Eu me experimento inacabado. Da obra, o rascunho. Do gesto, o que não termina.
Sou
como o rio em processo de vir a ser. A confluência de outras águas e o
encontro com filhos de outras nascentes o tornam outro. O rio é a
mistura de pequenos encontros. Eu sou feito de águas, muitas águas.
Também recebo afluentes e com eles me transformo,
O que sai de mim cada vez que amo? O que
em mim acontece quando me deparo com a dor que não é minha, mas que pela
força do olhar que me fita vem morar em mim? Eu me transformo em
outros? Eu vivo para saber. O que do outro recebo leva tempo para ser
decifrado. O que sei é que a vida me afeta com seu poder de vivência.
Empurra-me para reações inusitadas, tão cheias de sentidos ocultos.
Cultivo em mim o acúmulo de muitos mundos.
Por vezes o cansaço me faz querer parar.
Sensação de que já vivi mais do que meu coração suporta. Os encontros
são muitos; as pessoas também. As chegadas e partidas se misturam e
confundem o coração. É nesta hora em que me pego alimentando sonhos de
cotidianos estreitos, previsíveis.
Mas quando me enxergo na perspectiva de selar o passaporte e cancelar as saídas, eis que me aproximo de uma tristeza infértil.
Melhor mesmo é continuar na esperança de confluências futuras. Viver para sorver os novos rios que virão.
Eu sou inacabado.
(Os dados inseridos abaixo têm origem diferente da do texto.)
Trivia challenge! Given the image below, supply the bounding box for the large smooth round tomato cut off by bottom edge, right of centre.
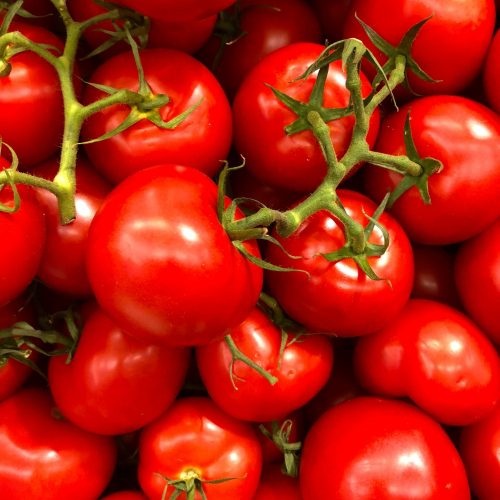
[299,397,470,500]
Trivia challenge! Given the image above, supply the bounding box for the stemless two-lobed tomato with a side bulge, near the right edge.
[354,299,500,425]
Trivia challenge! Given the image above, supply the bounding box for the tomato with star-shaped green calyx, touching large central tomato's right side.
[266,189,413,337]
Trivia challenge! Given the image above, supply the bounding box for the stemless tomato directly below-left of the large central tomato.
[49,309,190,435]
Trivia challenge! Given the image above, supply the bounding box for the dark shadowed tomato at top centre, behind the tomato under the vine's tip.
[198,0,321,98]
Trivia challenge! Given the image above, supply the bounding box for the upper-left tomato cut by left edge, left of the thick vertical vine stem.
[0,22,64,168]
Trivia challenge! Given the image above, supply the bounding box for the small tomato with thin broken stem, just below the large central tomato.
[196,308,333,422]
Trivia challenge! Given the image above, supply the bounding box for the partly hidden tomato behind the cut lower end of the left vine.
[31,158,111,297]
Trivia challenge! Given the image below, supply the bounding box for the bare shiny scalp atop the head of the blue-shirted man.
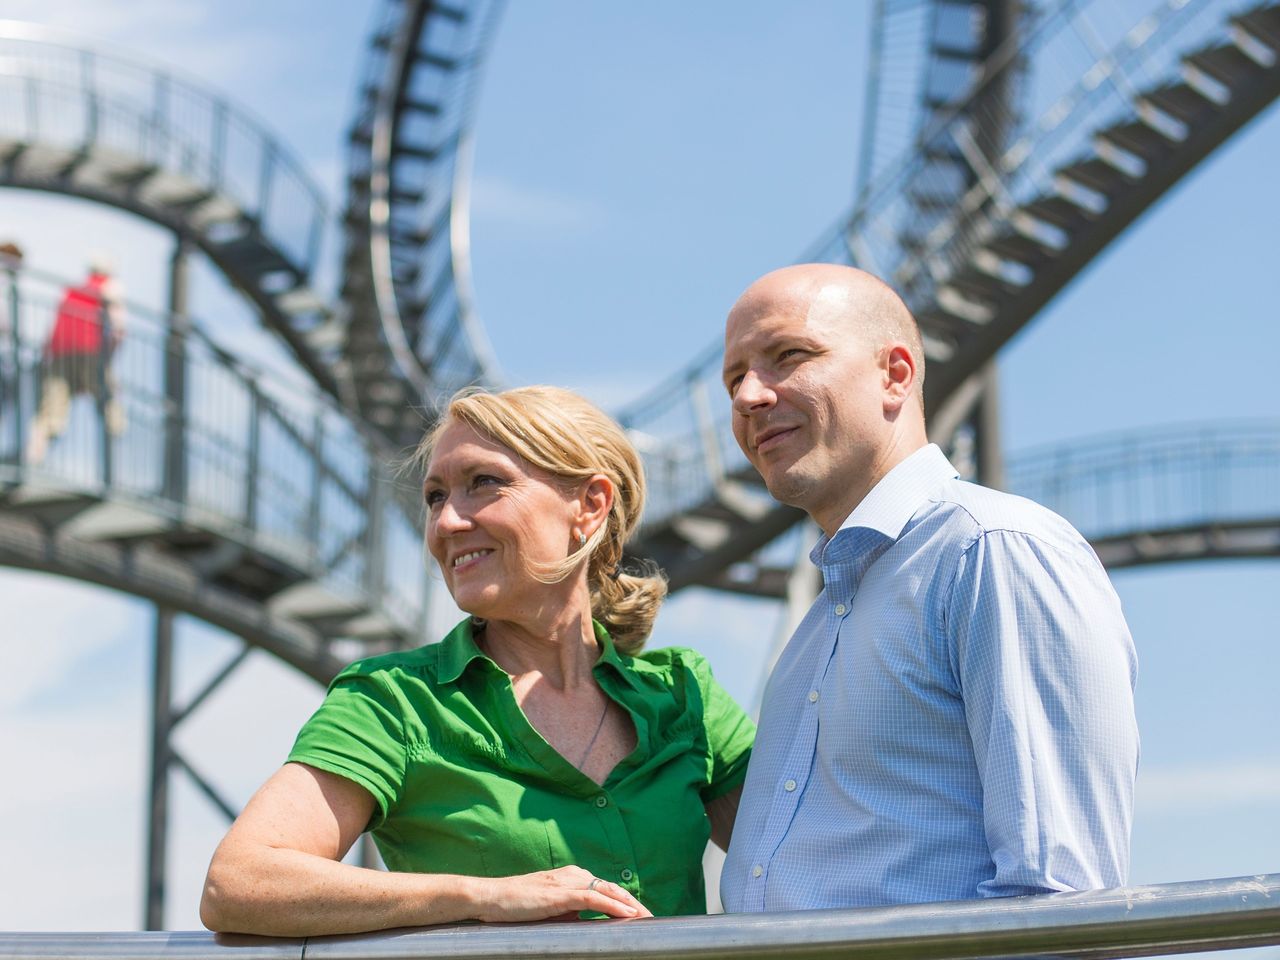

Preciso continuar.
Se a mim for concedido o direito de
pausas repositoras, então já anuncio que eu continuo na vida. A trama de
minha criatividade depende deste contraste, deste inacabado que há em
mim. Um dia sou multidão; no outro sou solidão. Não quero ser multidão
todo dia. Num dia experimento o frescor da amizade; no outro a febre que
me faz querer ser só. Eu sou assim. Sem culpas.